The thing I would add is this: Humans excel at pattern recognition, going back probably millions of years in our evolution, and so we are always looking for patterns. A side-effect of this is we occasionally become obsessed with finding a pattern where there is none, and it can send us spiraling. I don't think this is necessarily a bad thing.
Part of the richness of human diversity is how we have always taken these people and incorporated them into the fabric of shared human culture. Those who dedicate their lives to finding hidden or obscure meanings in religious, academic, or artistic texts enrich us all. The exercise itself holds value, by inviting us to contemplate deeply.
Now, however, large language models offer an infinitely-large esoteric text. Just like the Quran or the Torah or the Book of Romans or the lectures of Jacques Lacan, it sends certain people spiraling, but infinitely spiraling, into a pointless mania that has no social context and no external connection to the rest of us.
It's yet another example of how Silicon Valley tech companies are spilling their products into the world with little regard for how they might hurt people at scale: not knowing, not caring, using their wealth to run ad hoc psychological and sociological experiments on billions of people for profit. Like the chemical manufacturers of the 20th century, but instead of our bodies, they are harming our minds.
The real AI bailout
Doomers online love to shitpost about how when the AI bubble bursts, the AI companies will just get bailed out by the government, a repeat of the 2008 financial crisis. I don't think this makes any sense for all kinds of political and practical reasons, the main one being that the global economy requires a functioning banking system, whereas it does not require robot e-mail butlers.

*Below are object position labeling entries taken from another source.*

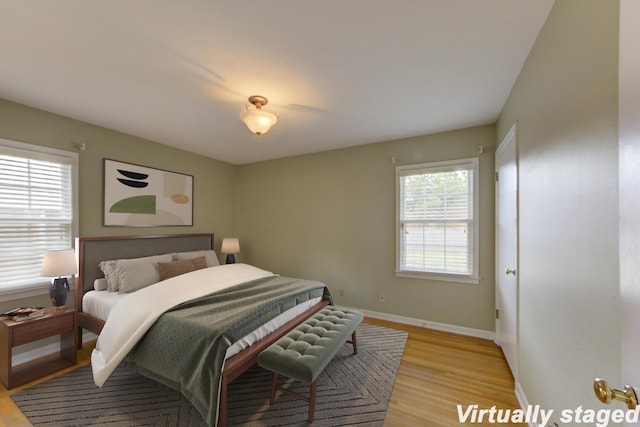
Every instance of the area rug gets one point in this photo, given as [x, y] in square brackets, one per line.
[352, 390]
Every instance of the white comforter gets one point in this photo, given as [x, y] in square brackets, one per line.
[131, 319]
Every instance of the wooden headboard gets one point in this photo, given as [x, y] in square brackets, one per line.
[90, 251]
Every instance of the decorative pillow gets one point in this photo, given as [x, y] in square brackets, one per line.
[110, 268]
[176, 268]
[100, 284]
[133, 276]
[210, 255]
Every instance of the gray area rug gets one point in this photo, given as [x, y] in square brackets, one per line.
[352, 390]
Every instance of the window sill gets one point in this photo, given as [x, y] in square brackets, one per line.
[24, 291]
[438, 277]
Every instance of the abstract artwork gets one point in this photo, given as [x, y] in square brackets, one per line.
[138, 196]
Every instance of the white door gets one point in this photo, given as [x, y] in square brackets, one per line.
[507, 248]
[629, 194]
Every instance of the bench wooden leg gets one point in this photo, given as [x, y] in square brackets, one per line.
[312, 399]
[274, 386]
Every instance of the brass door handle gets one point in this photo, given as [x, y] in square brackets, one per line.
[606, 394]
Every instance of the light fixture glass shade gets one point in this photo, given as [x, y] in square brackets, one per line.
[58, 262]
[258, 120]
[230, 245]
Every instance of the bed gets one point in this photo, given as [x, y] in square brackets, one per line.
[243, 349]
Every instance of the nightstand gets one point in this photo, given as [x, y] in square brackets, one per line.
[61, 322]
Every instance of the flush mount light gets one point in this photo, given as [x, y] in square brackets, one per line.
[258, 120]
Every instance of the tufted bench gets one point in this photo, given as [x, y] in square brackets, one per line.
[304, 352]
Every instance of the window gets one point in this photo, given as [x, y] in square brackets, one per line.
[437, 214]
[37, 212]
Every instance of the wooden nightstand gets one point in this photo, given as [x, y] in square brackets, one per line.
[61, 322]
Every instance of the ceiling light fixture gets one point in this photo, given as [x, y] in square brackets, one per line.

However, that's not to say the AI companies will not seek a government bailout, and in fact they are seeking one now, in the form of government contracts. If they can make AI as ubiquitous as a public service, like electricity, they can lock up the most deep-pocketed clients in the world: states.

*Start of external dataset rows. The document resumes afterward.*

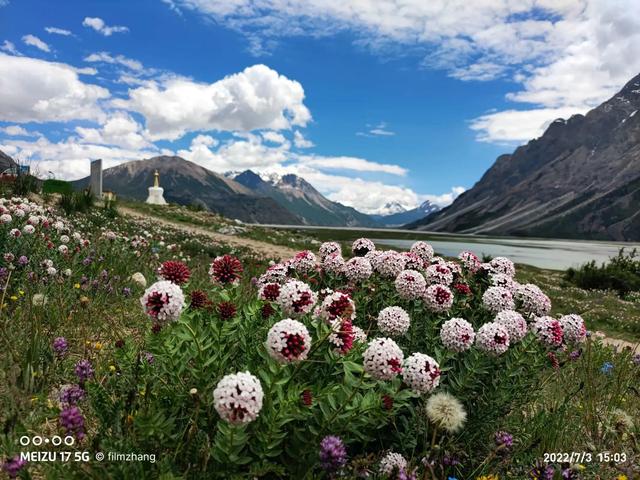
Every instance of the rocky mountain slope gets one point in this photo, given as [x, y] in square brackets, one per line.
[186, 183]
[580, 179]
[402, 216]
[300, 198]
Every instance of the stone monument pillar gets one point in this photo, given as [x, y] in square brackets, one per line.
[95, 182]
[156, 193]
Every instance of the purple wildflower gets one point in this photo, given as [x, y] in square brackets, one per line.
[84, 370]
[504, 440]
[72, 421]
[71, 394]
[13, 466]
[333, 455]
[60, 346]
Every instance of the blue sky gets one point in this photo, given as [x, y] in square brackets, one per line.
[371, 101]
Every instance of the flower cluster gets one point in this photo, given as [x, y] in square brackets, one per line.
[288, 341]
[296, 298]
[470, 261]
[532, 300]
[457, 334]
[392, 462]
[343, 335]
[438, 298]
[503, 265]
[225, 270]
[421, 373]
[548, 330]
[439, 274]
[362, 246]
[238, 398]
[422, 250]
[163, 301]
[390, 263]
[358, 269]
[174, 271]
[573, 328]
[446, 412]
[335, 305]
[334, 264]
[303, 262]
[72, 421]
[496, 299]
[410, 285]
[493, 338]
[515, 324]
[393, 321]
[383, 359]
[329, 248]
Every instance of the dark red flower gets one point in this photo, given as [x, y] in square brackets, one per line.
[226, 310]
[307, 397]
[198, 299]
[553, 360]
[346, 335]
[174, 271]
[271, 291]
[267, 310]
[226, 269]
[462, 288]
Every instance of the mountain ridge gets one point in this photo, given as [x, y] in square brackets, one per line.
[580, 179]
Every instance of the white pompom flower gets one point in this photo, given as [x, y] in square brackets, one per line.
[410, 285]
[515, 324]
[421, 373]
[573, 328]
[493, 338]
[383, 359]
[238, 398]
[288, 341]
[457, 334]
[163, 301]
[496, 299]
[393, 321]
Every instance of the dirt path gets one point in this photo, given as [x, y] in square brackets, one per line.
[264, 249]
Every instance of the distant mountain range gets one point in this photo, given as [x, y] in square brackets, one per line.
[580, 179]
[187, 183]
[402, 216]
[6, 162]
[296, 195]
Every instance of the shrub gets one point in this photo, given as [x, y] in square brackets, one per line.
[621, 273]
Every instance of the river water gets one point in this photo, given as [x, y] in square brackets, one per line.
[544, 253]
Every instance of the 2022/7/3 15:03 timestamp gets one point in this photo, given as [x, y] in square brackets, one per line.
[585, 457]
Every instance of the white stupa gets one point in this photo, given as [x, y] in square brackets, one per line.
[156, 192]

Thus, OpenAI has announced a "partnership" with Malta to "roll out ChatGPT Plus to all Maltese citizens":
At OpenAI, we’re turning intelligence into a global utility. We believe that, like electricity, intelligence should be available for people, businesses, and institutions to use as much as they need, where and when they need it. That vision only matters if people can actually use these tools in ways that improve their own lives and communities. (emphasis mine)

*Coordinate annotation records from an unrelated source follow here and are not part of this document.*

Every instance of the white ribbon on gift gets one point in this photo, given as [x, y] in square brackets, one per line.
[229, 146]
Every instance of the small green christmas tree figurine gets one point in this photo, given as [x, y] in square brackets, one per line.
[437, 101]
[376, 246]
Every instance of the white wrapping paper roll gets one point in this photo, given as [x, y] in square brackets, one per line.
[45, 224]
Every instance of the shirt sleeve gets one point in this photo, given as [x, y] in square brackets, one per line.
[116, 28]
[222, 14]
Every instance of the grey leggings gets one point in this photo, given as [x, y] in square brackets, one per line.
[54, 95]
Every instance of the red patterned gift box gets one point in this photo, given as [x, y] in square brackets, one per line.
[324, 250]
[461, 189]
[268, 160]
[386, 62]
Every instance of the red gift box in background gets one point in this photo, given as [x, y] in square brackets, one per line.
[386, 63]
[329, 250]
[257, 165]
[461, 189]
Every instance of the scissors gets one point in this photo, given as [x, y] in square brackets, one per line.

The details don't matter that much. I just want to highlight that as consumers lose interest in AI and the dream of becoming the next iPhone fades, watch for these companies to look to the public sector for the revenue they desperately need to keep the ball in the air.
Links
- Gallup can't get real people to answer the phone anymore so they are looking at using AI to produce "simulated" responses. Surely this will be fine.
- Another commencement speaker got booed over AI comments. This time, it was Google co-founder* Eric Schmidt. (previous incident)
- Seth Rogan says if you are using AI to write, "you shouldn't be a writer" 💪
- More polling finds that AI is making everyone feel bad about the future.
- People are starting to realize that edtech sucks. That massive Canvas data breach that affected more than 8,000 schools and left students locked out of tests and grades during finals season probably did not help.
- "Everyone is horny and angry and not believing anything they are seeing."
\* Eric Schmidt isn't a Google cofounder, Larry Page and Sergey Brin brought him on in 2001 as CEO. I made this mistake all by myself!